Step 3 — Trend Detection
Compare this week's topic distribution to the previous week:
SELECT author_name, content, likes, comments, engagement, collected_at
FROM posts
WHERE collected_at >= datetime('now', '-14 days')
AND collected_at < datetime('now', '-7 days')
ORDER BY collected_at DESC;
Identify topics that are growing, declining, or newly emerging. Flag any sudden spikes.
Step 4 — Content Gap Analysis
Identify topics where the network is active but the user hasn't posted. Cross-reference topic clusters against the user's own posts (where author_name matches the user's LinkedIn name from config).
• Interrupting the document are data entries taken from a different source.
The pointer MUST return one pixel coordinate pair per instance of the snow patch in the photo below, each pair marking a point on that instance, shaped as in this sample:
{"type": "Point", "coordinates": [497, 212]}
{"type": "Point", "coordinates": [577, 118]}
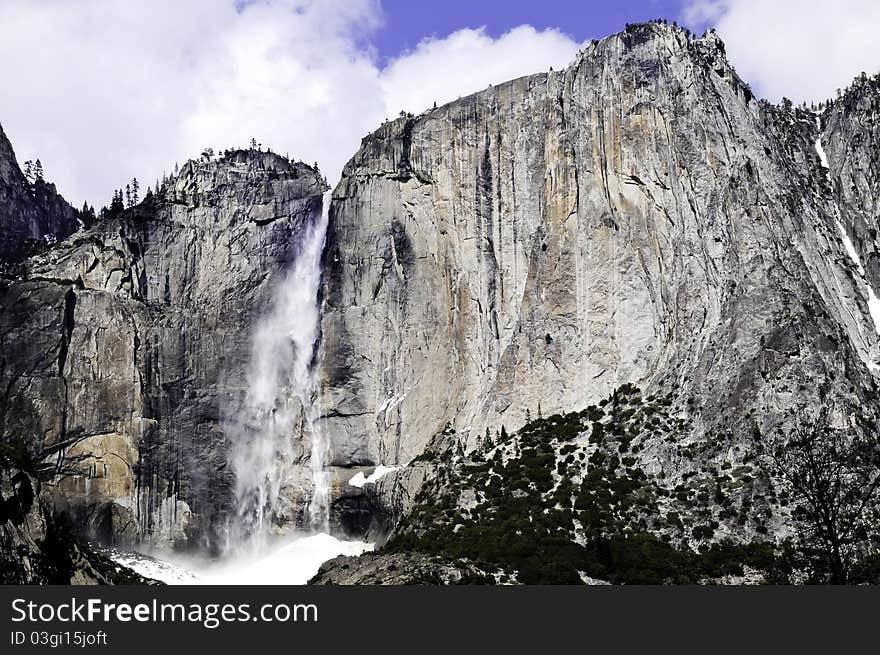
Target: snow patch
{"type": "Point", "coordinates": [873, 301]}
{"type": "Point", "coordinates": [359, 480]}
{"type": "Point", "coordinates": [391, 403]}
{"type": "Point", "coordinates": [152, 568]}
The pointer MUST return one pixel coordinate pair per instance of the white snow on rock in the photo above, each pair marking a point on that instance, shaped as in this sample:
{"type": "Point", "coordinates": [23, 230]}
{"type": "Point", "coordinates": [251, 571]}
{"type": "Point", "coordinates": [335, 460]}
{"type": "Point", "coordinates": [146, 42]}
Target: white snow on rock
{"type": "Point", "coordinates": [359, 480]}
{"type": "Point", "coordinates": [873, 301]}
{"type": "Point", "coordinates": [153, 568]}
Step 5 — Engagement Patterns
Identify which types of posts get the most engagement: long-form vs. short, question posts vs. statements, posts with images vs. text-only, time of day patterns.
Output Format
Present findings conversationally — not as a raw data dump. Lead with the most interesting insight, then support with data. Use specific examples from actual posts (cite the author and a brief content snippet). End with 2-3 actionable content opportunities based on the gaps and trends found.
Database Schema Reference
See references/database-schema.md for the full SQLite schema including all tables and relationships.